In deze zaak heeft de Rechtbank Den Haag op 8 oktober 2019 uitspraak gedaan in een geschil tussen een eiser, handelend onder de naam van zijn internetcafé, en de burgemeester van Den Haag. De burgemeester had op 23 maart 2018 besloten om het internetcafé voor een periode van drie maanden te sluiten, omdat er overtredingen waren geconstateerd van de Opiumwet en de Wet op de Kansspelen. Het besluit was gebaseerd op een controle die op 6 maart 2018 had plaatsgevonden, waarbij aanzienlijke hoeveelheden hasj en andere drugsgerelateerde materialen waren aangetroffen.

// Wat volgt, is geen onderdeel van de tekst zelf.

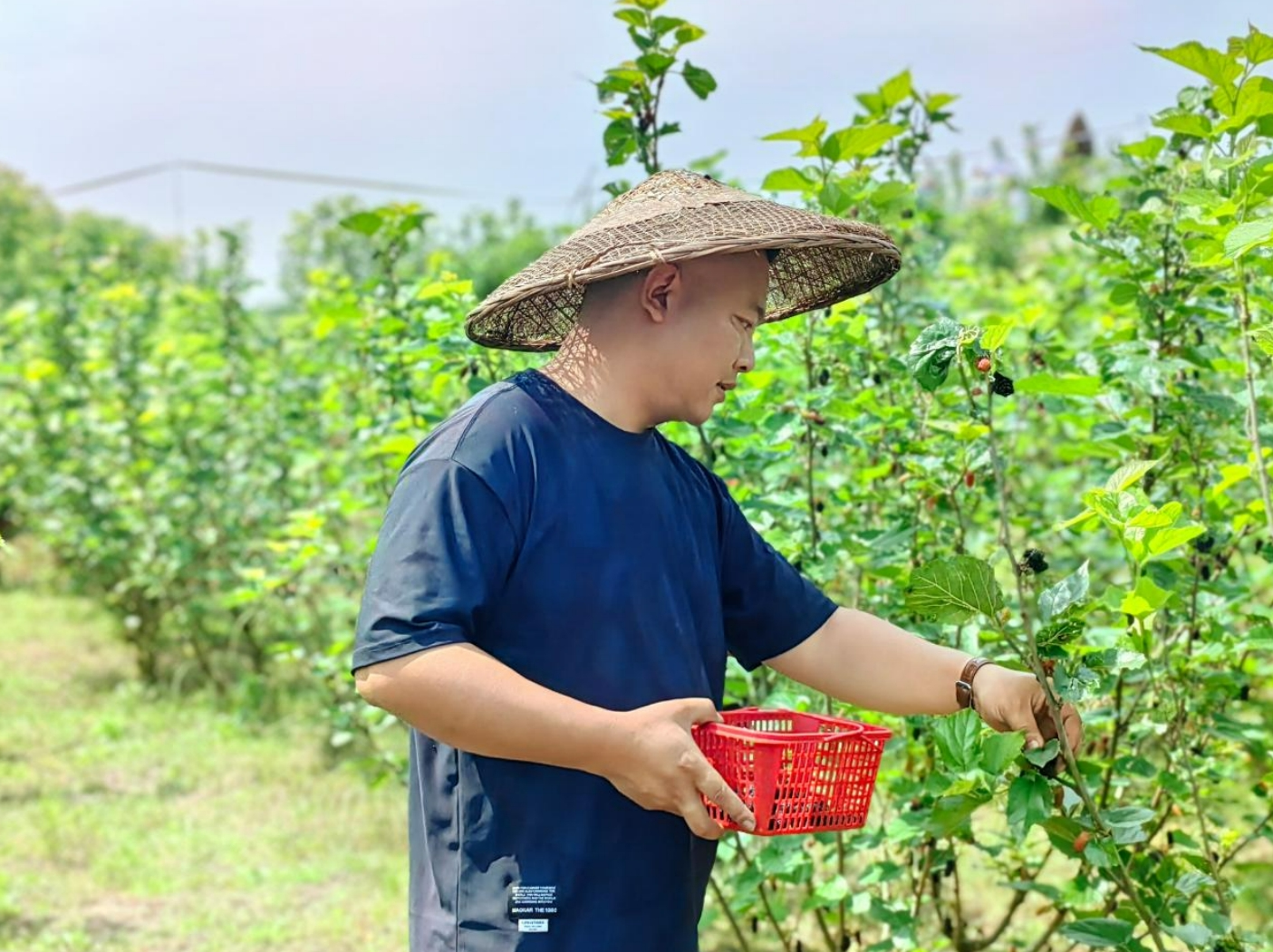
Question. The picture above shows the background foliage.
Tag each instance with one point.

Eiser had bezwaar gemaakt tegen dit besluit, maar de burgemeester verklaarde het bezwaar ongegrond.

Tijdens de zitting op 12 september 2019 heeft eiser, bijgestaan door zijn gemachtigde, zijn standpunt toegelicht. Eiser betwistte de juistheid van de bevindingen in het proces-verbaal en stelde dat de sluiting niet op een zorgvuldige belangenafweging was gebaseerd. De rechtbank oordeelde dat de burgemeester voldoende bevoegdheid had om de sluiting te gelasten op basis van artikel 13b van de Opiumwet en artikel 1 van de Wet op de Kansspelen. De rechtbank concludeerde dat eiser niet had aangetoond dat de aangetroffen hasj enkel voor eigen gebruik was bestemd, en dat de aangetroffen hoeveelheid en de omstandigheden in de inrichting wezen op een handelshoeveelheid.

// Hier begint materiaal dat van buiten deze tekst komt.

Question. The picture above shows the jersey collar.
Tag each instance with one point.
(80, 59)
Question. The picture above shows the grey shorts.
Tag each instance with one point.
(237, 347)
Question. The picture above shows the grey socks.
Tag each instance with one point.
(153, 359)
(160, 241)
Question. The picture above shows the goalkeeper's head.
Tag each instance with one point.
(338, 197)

De rechtbank verklaarde het beroep van eiser ongegrond en oordeelde dat de sluiting van het internetcafé rechtmatig was. De uitspraak werd openbaar uitgesproken op 8 oktober 2019, en partijen werden geïnformeerd over de mogelijkheid om binnen vier weken hoger beroep in te stellen bij de Afdeling bestuursrechtspraak van de Raad van State.

Uitspraak

RECHTBANK DEN HAAG

Bestuursrecht
zaaknummer: SGR 18/7535

uitspraak van de enkelvoudige kamer van 8 oktober 2019 in de zaak tussen

[eiser] , h.o.d.n. " [handelsnaam ] ", te [vestigingsplaats] , eiser

(gemachtigde: mr. M.G. Cantarella),
en

Burgemeester van Den Haag; AWB/bezwaar, verweerder

(gemachtigde: mr. R. den Ouden).

Procesverloop

Bij besluit van 23 maart 2018 (het primaire besluit) heeft verweerder de sluiting bevolen van internetcafé “ [handelsnaam ] ” (hierna: de inrichting), gevestigd aan de [adres] [huisnummer] te [vestigingsplaats] , voor een periode van drie maanden, ingaande op dinsdag 6 maart 2018, 18.00 uur en eindigend op woensdag 6 juni 2018, 18:00 uur.
Bij besluit van 10 oktober 2018 (het bestreden besluit) heeft verweerder het bezwaar van eiser ongegrond verklaard.
Eiser heeft tegen het bestreden besluit beroep ingesteld.
Het onderzoek ter zitting heeft plaatsgevonden op 12 september 2019. Eiser is verschenen, bijgestaan door zijn gemachtigde. Namens verweerder zijn mr. R. Den Ouden en
mr. V.M.M. van Oudenhoven verschenen.

Overwegingen

1. Bij besluit van 23 maart 2018 heeft verweerder het internetcafé van eiser voor een periode van drie maanden gesloten vanwege het overtreden van de Wet op de Kansspelen en de Opiumwet en het besluit gebaseerd op artikel 174, eerste lid van de Gemeentewet, artikel 13b, eerste lid van de Opiumwet, de artikelen 5:21 en 5:28 van de Awb en artikel 2:79 van de Algemene Plaatselijke Verordening van de gemeente Den Haag. Daarbij is rekening gehouden met het feit dat eiser op 6 maart 2018 heeft ingestemd met een vrijwillige sluiting van de inrichting voor de duur van twee weken.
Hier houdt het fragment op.